The deed being thus prepared, on the third or fourth day after the birth of the child, or as they call it, the ‘final importunity,’ the friends gather together, and there is a feast held, where they are all very melancholy—as a general rule, I believe, quite truly so—and make presents to the father and mother of the child in order to console them for the injury which has just been done them by the unborn.

By-and-by the child himself is brought down by his nurse, and the company begin to rail upon him, upbraiding him for his impertinence, and asking him what amends he proposes to make for the wrong that he has committed, and how he can look for care and nourishment from those who have perhaps already been injured by the unborn on some ten or twelve occasions; for they say of people with large families, that they have suffered terrible injuries from the unborn; till at last, when this has been carried far enough, some one suggests the formula, which is brought out and solemnly read to the child by the family straightener. This gentleman is always invited on these occasions, for the very fact of intrusion into a peaceful family shows a depravity on the part of the child which requires his professional services.

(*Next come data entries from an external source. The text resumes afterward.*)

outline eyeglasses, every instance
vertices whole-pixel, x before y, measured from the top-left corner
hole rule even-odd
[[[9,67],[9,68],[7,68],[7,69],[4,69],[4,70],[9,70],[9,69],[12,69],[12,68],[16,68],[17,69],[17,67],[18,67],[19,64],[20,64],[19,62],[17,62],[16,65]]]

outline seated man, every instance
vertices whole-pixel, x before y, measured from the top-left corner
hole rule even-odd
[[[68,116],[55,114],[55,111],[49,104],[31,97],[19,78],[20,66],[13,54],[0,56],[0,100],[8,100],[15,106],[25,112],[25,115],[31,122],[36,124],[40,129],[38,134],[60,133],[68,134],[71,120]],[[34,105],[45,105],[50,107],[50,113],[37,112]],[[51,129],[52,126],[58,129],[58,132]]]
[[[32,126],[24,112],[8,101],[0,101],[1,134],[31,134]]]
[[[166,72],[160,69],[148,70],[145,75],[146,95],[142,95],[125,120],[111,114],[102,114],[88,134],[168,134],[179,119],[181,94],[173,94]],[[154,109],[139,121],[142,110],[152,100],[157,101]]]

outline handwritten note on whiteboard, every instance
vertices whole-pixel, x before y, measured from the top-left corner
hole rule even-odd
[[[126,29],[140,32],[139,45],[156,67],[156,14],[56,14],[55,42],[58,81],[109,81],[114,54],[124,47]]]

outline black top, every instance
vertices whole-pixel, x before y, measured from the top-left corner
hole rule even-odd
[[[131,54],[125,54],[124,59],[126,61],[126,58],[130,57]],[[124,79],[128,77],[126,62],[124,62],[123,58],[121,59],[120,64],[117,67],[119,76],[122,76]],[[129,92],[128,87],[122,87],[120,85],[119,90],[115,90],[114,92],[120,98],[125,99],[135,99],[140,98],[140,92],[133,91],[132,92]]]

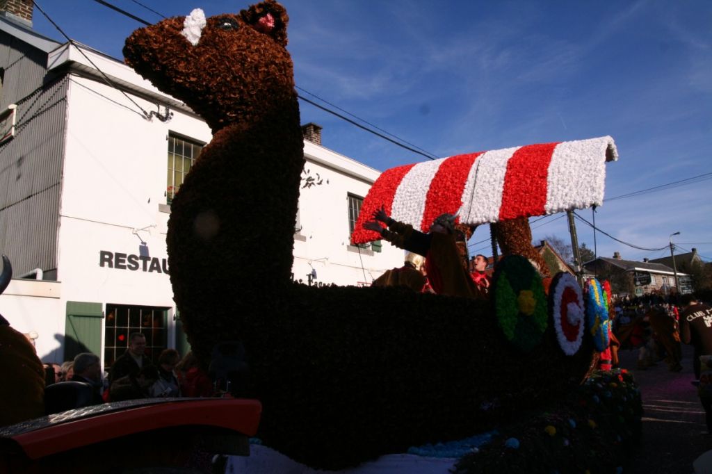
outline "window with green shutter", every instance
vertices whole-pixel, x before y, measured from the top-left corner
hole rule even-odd
[[[64,360],[81,352],[100,357],[103,305],[97,302],[68,301],[64,327]]]

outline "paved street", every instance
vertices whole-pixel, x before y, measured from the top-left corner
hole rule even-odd
[[[692,348],[683,344],[683,370],[668,370],[659,362],[646,370],[636,369],[637,351],[621,351],[621,367],[631,371],[643,396],[643,441],[633,470],[640,474],[691,474],[692,462],[712,450],[704,411],[695,387]]]

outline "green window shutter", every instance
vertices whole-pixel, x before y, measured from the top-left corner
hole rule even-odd
[[[180,312],[178,308],[175,311],[176,322],[176,350],[180,354],[182,357],[190,352],[190,343],[188,342],[188,336],[183,331],[183,322],[180,320]]]
[[[102,357],[101,332],[104,318],[101,303],[67,302],[64,327],[64,360],[72,360],[80,352]]]

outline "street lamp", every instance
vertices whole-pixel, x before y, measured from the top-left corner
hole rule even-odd
[[[679,231],[670,234],[670,256],[672,257],[672,270],[675,272],[675,290],[677,292],[678,295],[680,294],[680,285],[677,282],[677,265],[675,265],[675,253],[673,251],[673,249],[675,248],[675,246],[672,244],[672,236],[679,235]]]

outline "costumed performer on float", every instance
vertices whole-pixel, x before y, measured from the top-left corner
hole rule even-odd
[[[399,248],[425,257],[428,280],[438,295],[485,299],[467,270],[463,266],[455,242],[455,219],[457,214],[441,214],[430,226],[428,233],[398,222],[386,214],[383,207],[373,212],[373,221],[363,224],[375,231]],[[379,222],[386,224],[384,228]]]
[[[420,293],[423,291],[427,281],[425,275],[420,271],[422,265],[422,256],[408,252],[402,267],[387,270],[373,281],[371,286],[406,286],[413,291]]]

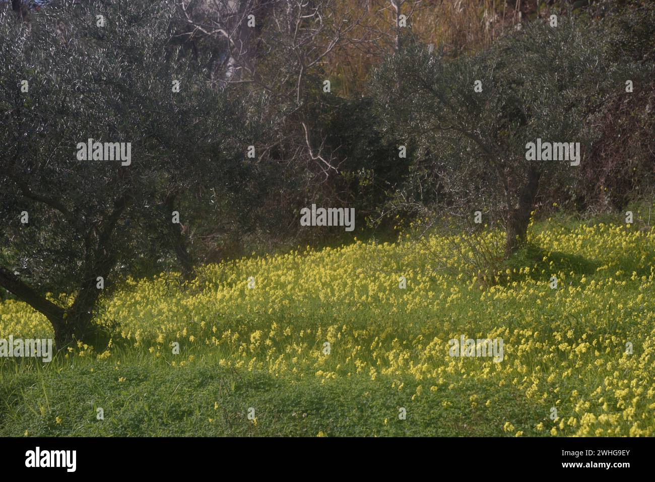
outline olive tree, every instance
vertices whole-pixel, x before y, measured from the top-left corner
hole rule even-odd
[[[181,206],[248,175],[237,106],[170,45],[174,9],[53,6],[29,25],[0,12],[0,286],[60,350],[94,339],[102,295],[144,265],[174,253],[191,276]]]
[[[577,158],[593,141],[586,117],[629,95],[625,79],[638,69],[610,63],[601,33],[566,18],[455,59],[403,45],[374,75],[383,128],[414,149],[401,195],[409,205],[484,211],[504,226],[506,255],[526,241],[540,189],[570,185],[578,162],[593,162]],[[531,143],[555,152],[533,155]]]

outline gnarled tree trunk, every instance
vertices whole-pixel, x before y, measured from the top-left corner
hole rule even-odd
[[[510,206],[505,241],[505,256],[515,253],[527,240],[530,213],[534,204],[534,198],[539,187],[540,173],[533,166],[528,170],[527,183],[523,187],[514,206]]]

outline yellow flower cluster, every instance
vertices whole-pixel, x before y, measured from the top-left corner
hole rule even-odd
[[[210,351],[221,367],[324,383],[411,377],[419,384],[413,399],[424,396],[422,386],[457,390],[472,379],[514,386],[543,407],[537,432],[655,435],[655,234],[604,224],[531,230],[542,259],[504,270],[487,289],[463,274],[457,263],[466,256],[449,256],[438,236],[358,241],[210,265],[181,292],[170,277],[130,280],[99,322],[119,322],[115,344],[145,346],[178,369],[193,361],[190,353]],[[490,232],[489,241],[498,236]],[[449,257],[452,269],[440,269],[436,260]],[[0,305],[5,333],[47,336],[51,328],[8,301]],[[503,339],[503,361],[451,357],[448,341],[462,335]],[[181,354],[173,354],[174,343]],[[96,356],[110,358],[111,350]],[[520,436],[515,424],[499,429]]]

On being teased by the reading and tweaked by the nurse, the child will commonly begin to cry, which is reckoned a good sign, as showing a consciousness of guilt. He is thereon asked, Does he assent to the formula? on which, as he still continues crying and can obviously make no answer, some one of the friends comes forward and undertakes to sign the document on his behalf, feeling sure (so he says) that the child would do it if he only knew how, and that he will release the present signer from his engagement on arriving at maturity. The friend then inscribes the signature of the child at the foot of the parchment, which is held to bind the child as much as though he had signed it himself.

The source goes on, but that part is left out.